How can we control the window in RSS when mapping a large file? Now let me explain what i mean. For example, we have a large file that exceeds RAM by several times, we do shared memory mmaping for several processes, if we access some object whose virtual address is located in this mapped memory and catch a page fault, then reading from disk, the sub-question is, will the opposite happen if we no longer use the given object? If this happens like an LRU, then what is the size of the LRU and how to control it? How is page cache involved in this case?
This is the RSS graph on testing instance(2 thread, 8 GB RAM) for 80 GB tar file. Where does this value of 3800 MB come from and stay stable when I run through the file after it has been mapped? How can I control it (or advise the kernel to control it)?
As long as you're not taking explicit action to lock the pages in memory, they should eventually be swapped back out automatically. The kernel basically uses a memory pressure heuristic to decide how much of physical memory to devote to swapped-in pages, and frequently rebalances as needed.

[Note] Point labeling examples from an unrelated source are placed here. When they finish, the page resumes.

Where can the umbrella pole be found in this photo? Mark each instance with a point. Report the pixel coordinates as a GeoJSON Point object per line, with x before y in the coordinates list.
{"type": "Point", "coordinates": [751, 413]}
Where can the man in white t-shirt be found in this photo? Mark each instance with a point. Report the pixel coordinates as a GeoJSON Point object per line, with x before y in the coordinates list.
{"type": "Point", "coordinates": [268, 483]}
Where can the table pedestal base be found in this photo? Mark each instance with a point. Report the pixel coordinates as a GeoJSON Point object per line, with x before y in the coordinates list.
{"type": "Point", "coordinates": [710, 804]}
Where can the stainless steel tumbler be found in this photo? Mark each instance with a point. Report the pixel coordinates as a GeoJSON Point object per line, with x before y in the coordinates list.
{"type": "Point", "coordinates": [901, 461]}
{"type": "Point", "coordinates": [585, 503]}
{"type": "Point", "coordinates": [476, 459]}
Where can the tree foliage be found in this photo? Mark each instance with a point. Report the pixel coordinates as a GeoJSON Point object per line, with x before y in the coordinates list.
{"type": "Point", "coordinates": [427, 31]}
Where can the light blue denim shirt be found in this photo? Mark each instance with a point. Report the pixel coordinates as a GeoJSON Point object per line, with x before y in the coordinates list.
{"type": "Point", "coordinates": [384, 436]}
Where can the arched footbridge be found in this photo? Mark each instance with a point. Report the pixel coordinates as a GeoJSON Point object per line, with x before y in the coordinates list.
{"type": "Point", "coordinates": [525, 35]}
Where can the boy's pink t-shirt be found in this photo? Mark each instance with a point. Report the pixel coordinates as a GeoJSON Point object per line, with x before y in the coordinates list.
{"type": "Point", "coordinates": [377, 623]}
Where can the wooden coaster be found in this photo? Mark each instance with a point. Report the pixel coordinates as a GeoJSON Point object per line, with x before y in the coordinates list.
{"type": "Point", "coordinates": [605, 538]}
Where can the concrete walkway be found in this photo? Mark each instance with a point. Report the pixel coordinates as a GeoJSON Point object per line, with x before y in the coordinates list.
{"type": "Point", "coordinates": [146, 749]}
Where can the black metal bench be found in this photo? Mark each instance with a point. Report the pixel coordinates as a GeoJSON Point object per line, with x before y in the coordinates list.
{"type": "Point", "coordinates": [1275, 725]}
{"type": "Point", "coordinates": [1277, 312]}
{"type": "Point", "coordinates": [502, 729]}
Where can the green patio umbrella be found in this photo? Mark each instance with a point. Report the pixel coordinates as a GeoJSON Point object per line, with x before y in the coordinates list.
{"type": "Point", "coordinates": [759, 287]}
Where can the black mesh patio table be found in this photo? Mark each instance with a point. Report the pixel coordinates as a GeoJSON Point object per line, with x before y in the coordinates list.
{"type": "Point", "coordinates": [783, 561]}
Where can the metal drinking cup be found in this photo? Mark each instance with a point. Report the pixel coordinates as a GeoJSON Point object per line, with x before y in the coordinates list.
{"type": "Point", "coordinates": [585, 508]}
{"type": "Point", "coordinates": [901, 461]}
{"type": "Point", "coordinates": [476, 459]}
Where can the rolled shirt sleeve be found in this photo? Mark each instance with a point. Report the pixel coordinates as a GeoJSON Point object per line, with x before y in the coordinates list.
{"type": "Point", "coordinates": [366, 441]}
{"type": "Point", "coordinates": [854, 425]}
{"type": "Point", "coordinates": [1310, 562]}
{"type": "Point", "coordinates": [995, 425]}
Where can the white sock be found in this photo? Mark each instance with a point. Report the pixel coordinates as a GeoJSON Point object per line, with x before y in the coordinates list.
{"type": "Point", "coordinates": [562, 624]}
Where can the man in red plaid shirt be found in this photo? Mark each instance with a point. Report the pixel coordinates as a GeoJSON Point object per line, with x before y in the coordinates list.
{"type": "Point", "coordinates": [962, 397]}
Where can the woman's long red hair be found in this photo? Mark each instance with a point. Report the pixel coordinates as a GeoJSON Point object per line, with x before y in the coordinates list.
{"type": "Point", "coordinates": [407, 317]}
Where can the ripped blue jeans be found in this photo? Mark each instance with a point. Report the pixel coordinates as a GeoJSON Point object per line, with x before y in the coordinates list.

If you want to take a more active role in controlling this process, have a look at the madvise()
system call.
This allows you to tweak the paging algorithm for your mmap, with actions like:
MADV_FREE
(since Linux 4.5)
MADV_COLD
(since Linux 5.4)
MADV_SEQUENTIAL
MADV_WILLNEED
MADV_DONTNEED
Issuing an madvise(MADV_SEQUENTIAL)
after creating the mmap
might be sufficient to get acceptable behavior. If not, you could also intersperse some MADV_WILLNEED
/MADV_DONTNEED
access hints (and/or MADV_FREE
/MADV_COLD
) during the traversal as you pass groups of pages.